The CLEAN group consists of many different city entities who have environmental interests in Chula Vista. The city's Conservation, Environmental Services, and Stormwater sections of Public Works take an active role in the group's proceedings while receiving additional feedback from other city departments such as Building & Planning, Engineering, the public libraries, and the Chula Vista Nature Center. Non-profit organizations, local businesses, and environmental community groups make up the stakeholder portion of this group.

Current member stakeholders of the CLEAN group include:
- Allied Waste
- California Native Plant Society – San Diego Chapter
- Chula Vista Chamber of Commerce
- Chula Vista Community Collaborative
- Chula Vista Garden Club
- Clean Energy Fuels
- Friends of Del Rey Canyon
- High Tech High Chula Vista
- I Love A Clean San Diego
- National Audubon Society – San Diego Chapter
- Otay Valley Regional Park
- Otay Water District
- Port of San Diego
- REI Chula Vista
- San Diego Gas & Electric/Sempra Energy
- Southwestern College (California)
- South Bay Family YMCA
- Sweetwater Authority
- Third Avenue Village Association
- Tijuana River Estuary
- Volunteer San Diego

== CLEAN Business Program and ICLEI Green Business Challenge ==

One of the CLEAN group's main focuses is to encourage environmental stewardship and practice in the business community. Businesses that participate in the City of Chula Vista's CLEAN Business program are recognized as local companies that are leaders in terms of efficiency, conservation, and waste reduction. A business is CLEAN if it has adopted best practices in four main areas: pollution prevention, energy conservation, water conservation, and solid waste reduction. By being officially recognized as a CLEAN Business a business can receive free advertising and promotion of their business, community recognition of their voluntary efforts to improve the environment, cost savings through improved efficiency, water and energy conservation, and waste reduction, and free assistance in making CLEAN changes to their business.

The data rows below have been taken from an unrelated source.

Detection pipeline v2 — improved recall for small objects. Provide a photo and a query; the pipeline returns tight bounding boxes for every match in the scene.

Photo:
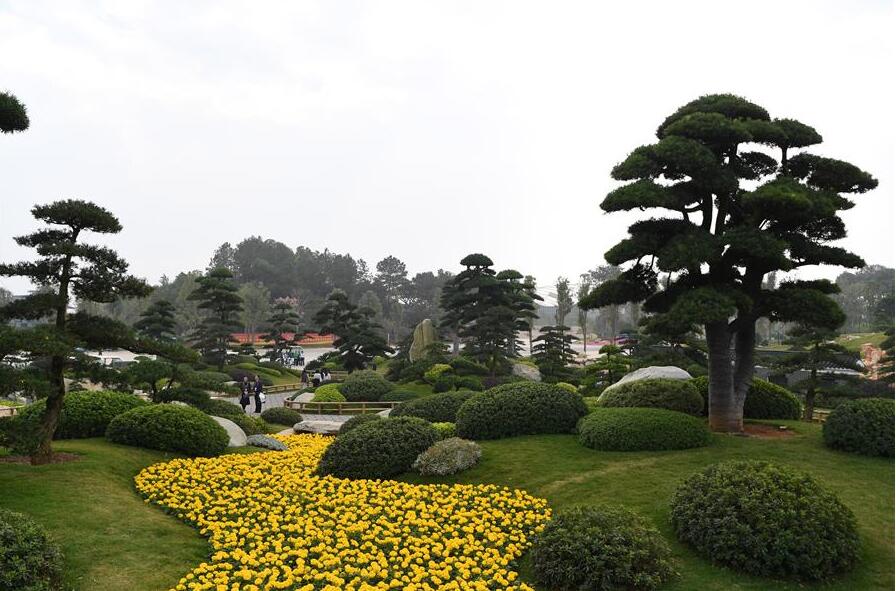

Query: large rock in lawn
[294,420,343,435]
[210,416,248,447]
[604,366,693,393]
[512,362,542,382]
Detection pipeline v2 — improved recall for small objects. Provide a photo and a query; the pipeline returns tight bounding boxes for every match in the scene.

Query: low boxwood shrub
[312,383,346,403]
[339,370,394,402]
[597,379,703,416]
[154,387,210,407]
[246,434,288,451]
[530,505,675,591]
[432,375,455,393]
[338,413,381,435]
[690,376,801,419]
[231,414,267,436]
[413,437,481,476]
[449,356,488,376]
[554,382,578,394]
[260,407,303,426]
[106,404,229,457]
[380,390,421,402]
[391,391,475,423]
[317,416,439,479]
[670,461,859,580]
[199,398,245,420]
[454,376,484,391]
[0,509,64,591]
[12,391,147,443]
[823,398,894,457]
[578,408,711,451]
[423,363,453,384]
[456,382,587,440]
[432,422,456,439]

The city of Chula Vista is partnering with Office Depot and ICLEI to start a Green Business Challenge in 2011. The city of Chula Vista as well as representatives from the cities of Austin, TX, Bellevue, WA, and the Triangle J Council of Governments (made up of Chatham, Durham, Johnston, Lee, Moore, Orange and Wake counties in North Carolina) joined ICLEI USA and Office Depot officials at the New York Stock Exchange to mark this important occasion. As part of the program, Chula Vista businesses will be encouraged to implement new strategies to improve the environmental performance of their business over a 12-month time period.

== Events ==
The CLEAN group participates in and sponsors many events throughout the year to reach out to the community of Chula Vista. Their largest event is the yearly Go Green & Clean Family Day held around Earth Day, which is a family event with the YMCA to help promote active lifestyles and environmental awareness.

The CLEAN group also frequently participates in SDG&E lighting exchanges where residential customers can receive free fluorescent light bulbs in exchange for incandescent light bulbs. They also coordinate waste recycling events that help residents of Chula Vista, South San Diego, Imperial Beach, and National City responsibly dispose of sensitive household hazardous waste. The Clean group also engages Chula Vista residents at local farmers' markets held weekly at both Chula Vista's Third Avenue on Thursdays and at Otay Ranch Town Center Mall on Tuesdays.